Graphical plot for the comparison of performance analysis

The sensitivity results of the proposed method in Fig. 11 showed in terms of high correctness, exactness, completeness, selectivity, and harmonic mean of precision and recall are being referred and to outperforming other compared models. The Antlion Optimization Algorithm for feature selection and Random Forest integrated with XG-Boost for classification contributed to the toughness and efficacy of the model.

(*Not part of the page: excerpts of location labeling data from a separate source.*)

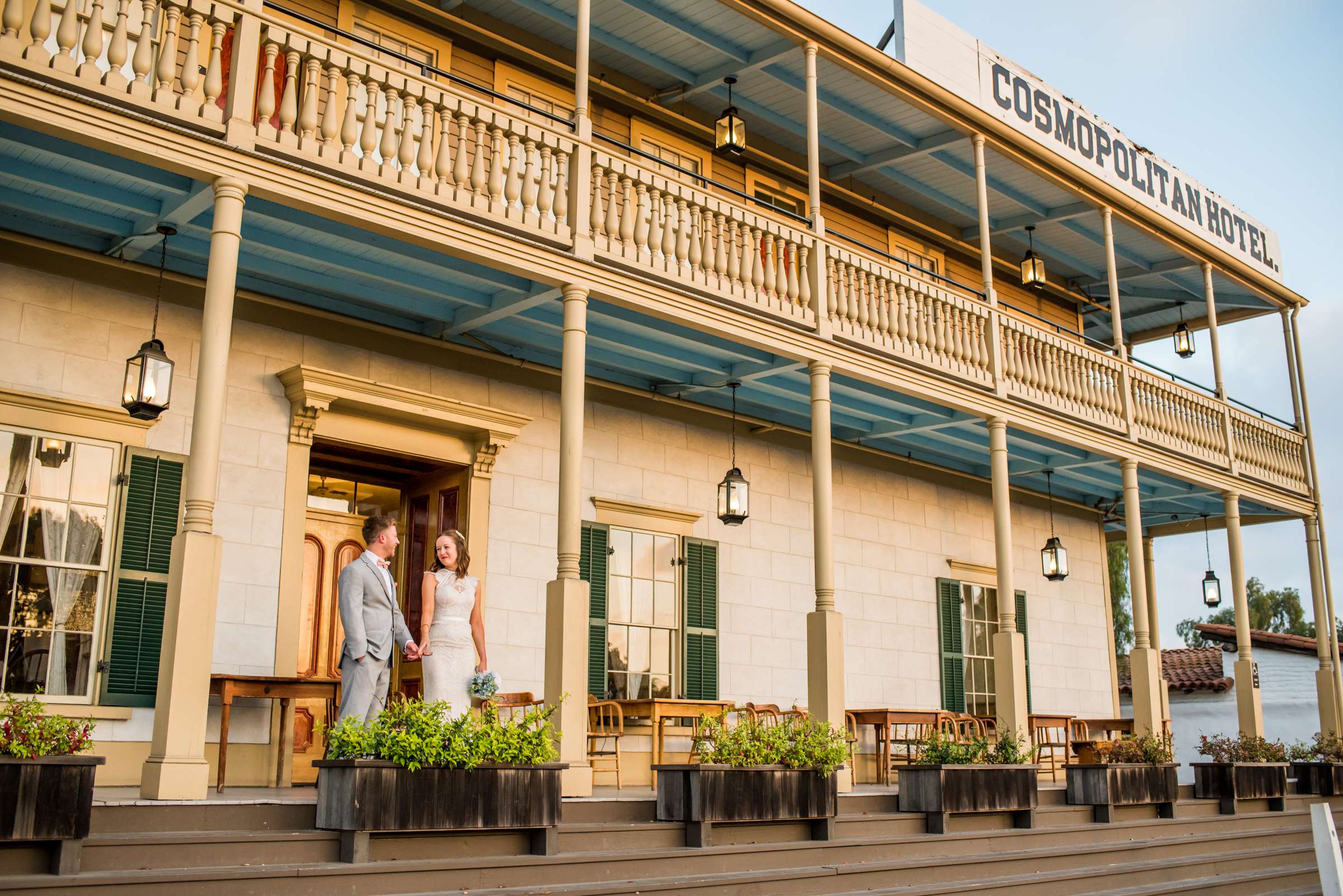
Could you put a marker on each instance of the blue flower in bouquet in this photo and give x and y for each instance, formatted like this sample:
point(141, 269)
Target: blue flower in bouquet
point(484, 686)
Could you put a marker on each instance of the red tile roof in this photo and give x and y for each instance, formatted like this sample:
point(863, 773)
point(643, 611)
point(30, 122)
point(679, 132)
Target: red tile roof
point(1227, 635)
point(1186, 669)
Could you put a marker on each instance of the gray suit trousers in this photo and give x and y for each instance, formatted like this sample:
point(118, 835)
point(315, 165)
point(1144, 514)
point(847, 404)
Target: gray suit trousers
point(363, 687)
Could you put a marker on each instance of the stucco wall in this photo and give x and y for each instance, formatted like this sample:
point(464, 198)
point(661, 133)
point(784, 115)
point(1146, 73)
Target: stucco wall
point(894, 531)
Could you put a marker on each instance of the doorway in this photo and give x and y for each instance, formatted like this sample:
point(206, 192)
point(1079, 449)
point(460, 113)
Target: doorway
point(347, 484)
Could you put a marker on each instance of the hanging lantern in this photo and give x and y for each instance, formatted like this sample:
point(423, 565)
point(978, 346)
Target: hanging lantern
point(148, 385)
point(1053, 556)
point(1184, 338)
point(1212, 588)
point(1032, 266)
point(734, 491)
point(54, 452)
point(730, 132)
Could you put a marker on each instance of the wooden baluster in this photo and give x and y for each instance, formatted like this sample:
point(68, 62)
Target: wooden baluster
point(190, 77)
point(757, 263)
point(309, 98)
point(794, 290)
point(92, 45)
point(331, 128)
point(770, 270)
point(546, 190)
point(167, 55)
point(118, 51)
point(562, 187)
point(266, 100)
point(696, 244)
point(628, 214)
point(41, 29)
point(641, 218)
point(68, 38)
point(214, 85)
point(684, 237)
point(531, 176)
point(289, 100)
point(368, 137)
point(514, 181)
point(461, 163)
point(804, 277)
point(670, 226)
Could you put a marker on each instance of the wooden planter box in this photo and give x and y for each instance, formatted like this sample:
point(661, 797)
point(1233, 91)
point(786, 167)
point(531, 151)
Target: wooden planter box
point(941, 790)
point(1122, 784)
point(1323, 779)
point(361, 796)
point(1232, 781)
point(703, 794)
point(49, 799)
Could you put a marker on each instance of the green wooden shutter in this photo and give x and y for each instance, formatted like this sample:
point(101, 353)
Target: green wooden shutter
point(594, 550)
point(1021, 627)
point(702, 620)
point(950, 643)
point(151, 510)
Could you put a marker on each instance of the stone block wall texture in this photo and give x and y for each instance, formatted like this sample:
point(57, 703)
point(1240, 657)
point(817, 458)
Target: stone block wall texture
point(894, 531)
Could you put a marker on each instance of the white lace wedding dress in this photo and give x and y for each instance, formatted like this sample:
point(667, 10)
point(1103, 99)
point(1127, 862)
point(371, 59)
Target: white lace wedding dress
point(449, 668)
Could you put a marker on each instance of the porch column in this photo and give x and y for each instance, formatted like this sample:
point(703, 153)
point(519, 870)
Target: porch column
point(1212, 331)
point(1325, 675)
point(1116, 314)
point(1248, 708)
point(818, 224)
point(1154, 627)
point(986, 262)
point(567, 596)
point(176, 767)
point(1143, 661)
point(825, 625)
point(1009, 644)
point(1314, 469)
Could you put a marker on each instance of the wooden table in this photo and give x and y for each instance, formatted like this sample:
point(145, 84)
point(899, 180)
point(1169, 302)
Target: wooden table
point(659, 710)
point(883, 719)
point(226, 687)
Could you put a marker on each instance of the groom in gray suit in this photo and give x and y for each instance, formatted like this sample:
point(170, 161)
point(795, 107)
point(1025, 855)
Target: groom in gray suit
point(373, 621)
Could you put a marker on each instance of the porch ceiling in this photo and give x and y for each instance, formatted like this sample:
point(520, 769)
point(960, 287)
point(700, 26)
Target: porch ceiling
point(685, 49)
point(101, 203)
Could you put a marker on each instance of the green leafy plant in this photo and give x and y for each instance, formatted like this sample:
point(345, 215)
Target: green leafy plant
point(1147, 749)
point(26, 733)
point(1219, 747)
point(793, 741)
point(1009, 750)
point(1325, 747)
point(415, 734)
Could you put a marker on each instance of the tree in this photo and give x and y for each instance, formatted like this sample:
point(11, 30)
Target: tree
point(1279, 611)
point(1119, 602)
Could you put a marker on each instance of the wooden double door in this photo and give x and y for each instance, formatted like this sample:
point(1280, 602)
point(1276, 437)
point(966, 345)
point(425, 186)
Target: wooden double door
point(334, 540)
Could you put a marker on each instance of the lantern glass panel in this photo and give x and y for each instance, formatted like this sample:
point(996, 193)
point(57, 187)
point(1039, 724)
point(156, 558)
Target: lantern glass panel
point(1212, 590)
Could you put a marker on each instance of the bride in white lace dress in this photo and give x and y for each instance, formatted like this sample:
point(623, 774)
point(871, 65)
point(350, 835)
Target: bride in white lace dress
point(452, 628)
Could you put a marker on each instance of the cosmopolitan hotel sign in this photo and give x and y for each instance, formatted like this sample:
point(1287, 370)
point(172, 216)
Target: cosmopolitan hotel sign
point(948, 55)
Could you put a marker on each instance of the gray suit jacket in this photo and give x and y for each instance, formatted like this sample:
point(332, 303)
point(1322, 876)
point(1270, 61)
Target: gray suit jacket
point(370, 614)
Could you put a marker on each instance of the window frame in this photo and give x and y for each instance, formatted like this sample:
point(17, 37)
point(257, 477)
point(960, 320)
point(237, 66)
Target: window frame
point(106, 570)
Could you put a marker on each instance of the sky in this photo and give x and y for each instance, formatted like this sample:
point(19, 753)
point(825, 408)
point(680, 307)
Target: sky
point(1246, 98)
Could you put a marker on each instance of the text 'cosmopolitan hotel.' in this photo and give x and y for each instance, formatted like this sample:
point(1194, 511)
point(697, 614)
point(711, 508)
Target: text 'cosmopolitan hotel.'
point(546, 271)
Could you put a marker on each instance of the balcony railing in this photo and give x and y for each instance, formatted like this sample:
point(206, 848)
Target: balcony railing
point(330, 100)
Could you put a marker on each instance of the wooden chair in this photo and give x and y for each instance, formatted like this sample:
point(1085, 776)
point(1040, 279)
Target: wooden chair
point(606, 728)
point(514, 705)
point(1049, 734)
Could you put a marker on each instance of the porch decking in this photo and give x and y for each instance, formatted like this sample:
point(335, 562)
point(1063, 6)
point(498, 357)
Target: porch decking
point(261, 841)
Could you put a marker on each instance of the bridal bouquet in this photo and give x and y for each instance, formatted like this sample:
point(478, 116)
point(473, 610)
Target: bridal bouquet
point(484, 686)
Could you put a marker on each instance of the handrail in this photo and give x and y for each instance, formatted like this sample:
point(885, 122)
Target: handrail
point(910, 266)
point(425, 70)
point(708, 181)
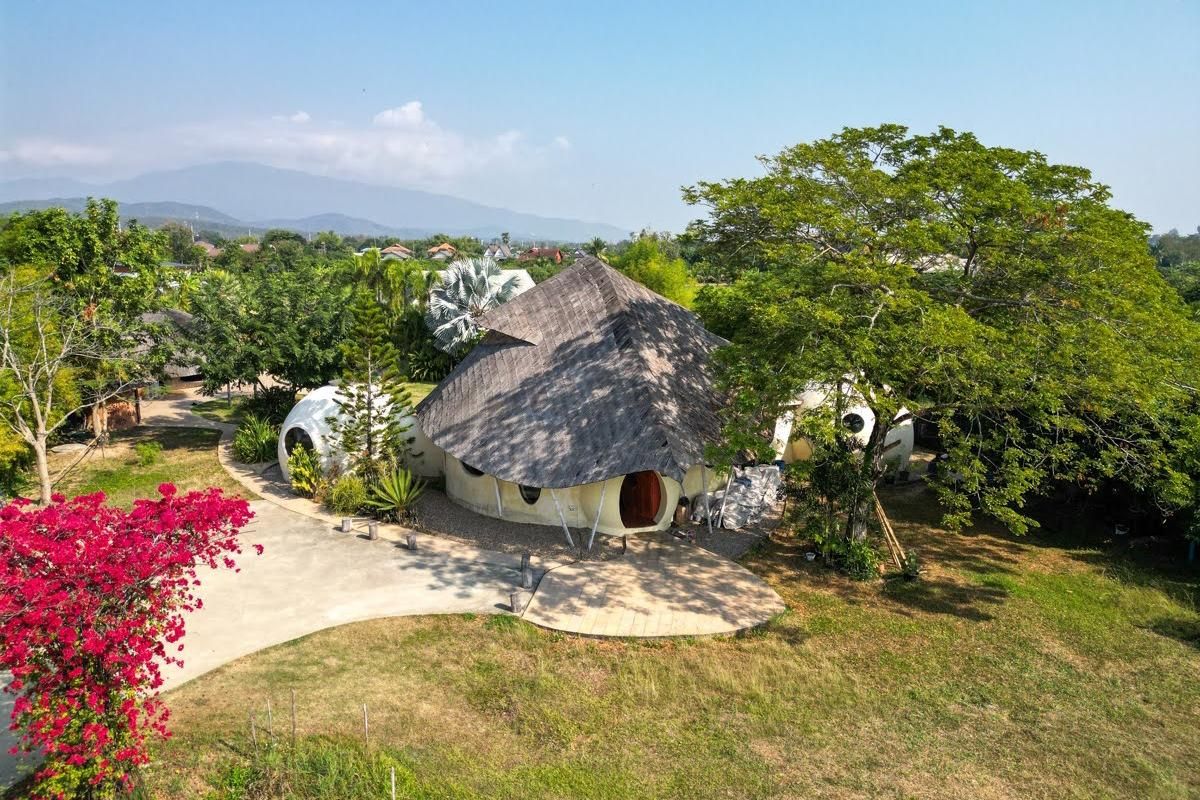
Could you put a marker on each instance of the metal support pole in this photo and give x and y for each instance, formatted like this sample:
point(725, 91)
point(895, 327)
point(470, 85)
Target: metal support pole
point(703, 480)
point(570, 542)
point(595, 523)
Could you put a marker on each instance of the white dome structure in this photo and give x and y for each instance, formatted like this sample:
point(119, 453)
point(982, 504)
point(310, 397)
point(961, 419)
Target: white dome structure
point(307, 423)
point(857, 417)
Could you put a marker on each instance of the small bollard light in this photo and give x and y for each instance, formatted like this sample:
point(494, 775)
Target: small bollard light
point(516, 601)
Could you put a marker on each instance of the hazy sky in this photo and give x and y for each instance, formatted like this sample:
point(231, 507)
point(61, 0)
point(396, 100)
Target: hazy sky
point(600, 110)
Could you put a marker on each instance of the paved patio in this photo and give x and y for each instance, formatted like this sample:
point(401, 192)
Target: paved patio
point(663, 587)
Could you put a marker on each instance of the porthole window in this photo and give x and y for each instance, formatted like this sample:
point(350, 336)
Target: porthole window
point(853, 422)
point(294, 437)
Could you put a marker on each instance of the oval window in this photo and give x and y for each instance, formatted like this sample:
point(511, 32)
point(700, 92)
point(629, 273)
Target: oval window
point(294, 437)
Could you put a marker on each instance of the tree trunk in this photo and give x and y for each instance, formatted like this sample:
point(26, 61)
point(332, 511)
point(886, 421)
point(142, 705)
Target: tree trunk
point(863, 507)
point(43, 470)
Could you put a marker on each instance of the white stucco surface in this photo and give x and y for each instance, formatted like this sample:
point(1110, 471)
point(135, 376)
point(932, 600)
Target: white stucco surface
point(312, 414)
point(816, 400)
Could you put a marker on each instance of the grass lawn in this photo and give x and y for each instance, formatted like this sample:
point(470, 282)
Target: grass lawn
point(189, 459)
point(1014, 668)
point(219, 410)
point(420, 391)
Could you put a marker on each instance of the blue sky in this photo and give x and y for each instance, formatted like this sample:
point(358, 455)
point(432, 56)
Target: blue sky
point(598, 110)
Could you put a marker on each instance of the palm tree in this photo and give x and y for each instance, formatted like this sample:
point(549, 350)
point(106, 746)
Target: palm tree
point(469, 288)
point(595, 247)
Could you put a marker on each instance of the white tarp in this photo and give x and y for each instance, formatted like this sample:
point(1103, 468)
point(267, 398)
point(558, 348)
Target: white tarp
point(751, 491)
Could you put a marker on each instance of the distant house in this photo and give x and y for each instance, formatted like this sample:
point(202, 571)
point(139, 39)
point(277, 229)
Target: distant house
point(443, 252)
point(498, 251)
point(396, 251)
point(520, 280)
point(552, 253)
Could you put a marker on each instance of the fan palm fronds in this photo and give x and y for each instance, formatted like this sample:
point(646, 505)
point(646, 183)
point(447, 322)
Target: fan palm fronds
point(469, 288)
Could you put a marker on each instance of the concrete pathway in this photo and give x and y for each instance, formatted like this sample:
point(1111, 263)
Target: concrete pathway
point(663, 587)
point(312, 577)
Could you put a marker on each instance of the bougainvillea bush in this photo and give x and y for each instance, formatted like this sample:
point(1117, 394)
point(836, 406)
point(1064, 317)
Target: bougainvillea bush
point(91, 607)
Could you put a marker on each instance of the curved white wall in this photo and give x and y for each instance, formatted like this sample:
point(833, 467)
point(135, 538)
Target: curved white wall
point(579, 503)
point(311, 414)
point(899, 441)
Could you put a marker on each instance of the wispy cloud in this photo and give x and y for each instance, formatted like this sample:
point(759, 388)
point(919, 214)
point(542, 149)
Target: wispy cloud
point(48, 152)
point(397, 145)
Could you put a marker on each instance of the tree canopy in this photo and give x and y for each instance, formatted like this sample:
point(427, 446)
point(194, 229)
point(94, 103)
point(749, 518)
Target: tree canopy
point(983, 288)
point(649, 260)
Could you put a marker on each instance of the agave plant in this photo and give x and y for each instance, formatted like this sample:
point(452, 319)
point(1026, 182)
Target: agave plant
point(393, 495)
point(255, 440)
point(469, 288)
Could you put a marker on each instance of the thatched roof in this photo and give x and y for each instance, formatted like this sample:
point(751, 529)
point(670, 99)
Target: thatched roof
point(585, 377)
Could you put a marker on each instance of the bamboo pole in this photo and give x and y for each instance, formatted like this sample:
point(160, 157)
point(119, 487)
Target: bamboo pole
point(562, 518)
point(703, 481)
point(725, 498)
point(889, 535)
point(595, 523)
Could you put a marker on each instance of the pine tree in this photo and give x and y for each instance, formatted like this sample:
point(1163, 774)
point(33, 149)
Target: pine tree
point(373, 398)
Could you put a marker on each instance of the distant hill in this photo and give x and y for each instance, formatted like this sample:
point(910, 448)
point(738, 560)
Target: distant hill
point(262, 197)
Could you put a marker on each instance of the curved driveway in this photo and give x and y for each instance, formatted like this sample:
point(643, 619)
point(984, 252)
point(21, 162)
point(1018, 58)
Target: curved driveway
point(311, 577)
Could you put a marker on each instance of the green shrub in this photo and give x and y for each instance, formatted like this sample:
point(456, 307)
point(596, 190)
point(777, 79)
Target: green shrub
point(255, 440)
point(393, 495)
point(348, 495)
point(911, 569)
point(859, 559)
point(271, 403)
point(148, 452)
point(304, 469)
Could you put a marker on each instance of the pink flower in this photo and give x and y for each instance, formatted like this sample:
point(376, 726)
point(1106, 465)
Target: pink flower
point(88, 596)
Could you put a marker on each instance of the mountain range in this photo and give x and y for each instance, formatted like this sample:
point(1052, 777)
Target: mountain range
point(239, 196)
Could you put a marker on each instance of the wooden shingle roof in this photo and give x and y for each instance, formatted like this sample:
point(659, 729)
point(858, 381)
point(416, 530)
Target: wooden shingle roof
point(587, 376)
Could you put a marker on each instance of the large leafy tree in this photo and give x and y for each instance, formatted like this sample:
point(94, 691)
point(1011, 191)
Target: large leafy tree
point(979, 287)
point(651, 262)
point(75, 293)
point(286, 323)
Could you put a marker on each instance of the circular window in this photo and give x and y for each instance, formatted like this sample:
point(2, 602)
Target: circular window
point(294, 437)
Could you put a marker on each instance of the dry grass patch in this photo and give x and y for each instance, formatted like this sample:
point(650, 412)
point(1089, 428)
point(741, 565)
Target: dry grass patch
point(1013, 669)
point(189, 459)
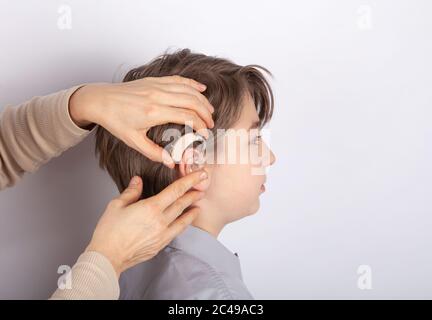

The proposed method demonstrated promising sensitivity results, highlighting its potential for accurate seasonality disease prediction.

Fig. 11
figure 11

Graphical plot for the comparison of sensitivity analysis

9 Conclusion

In conclusion, the proposed hybrid machine learning model for predicting seasonality diseases based on real-time data from different regions around the Madurai district has shown promising results. The use of the Antlion Algorithm and Random Forest integrated with XG-Boost for classification has resulted in high performance analysis. Compared to other models such as ACO-ANN, PSO-RF, WO-RF, and ANOVA-SVM, the proposed model has demonstrated superior performance across all parameters. The industrial benefits of this research are significant. By accurately predicting seasonality diseases, such as dengue, malaria, pneumonia, typhoid, and others, based on real-time data, it can enable proactive measures to be taken to prevent or control outbreaks on time. This can lead to improved public health management, reduced healthcare costs, and more efficient allocation of resources. Additionally, the suggested model can be improved further by integrating DL-based techniques to potentially achieve even higher accuracy and efficiency in disease prediction. Furthermore, the proposed model has the potential for broader applications beyond the Madurai district, as it can be adapted to other regions and extended to incorporate climatic and weather changes for disease prediction. This could contribute to early warning systems for disease outbreaks, aiding in proactive planning and preparedness measures. Overall, the proposed model has significant industrial benefits and holds promise for improving the efficiency of disease prediction and management in real-world scenarios.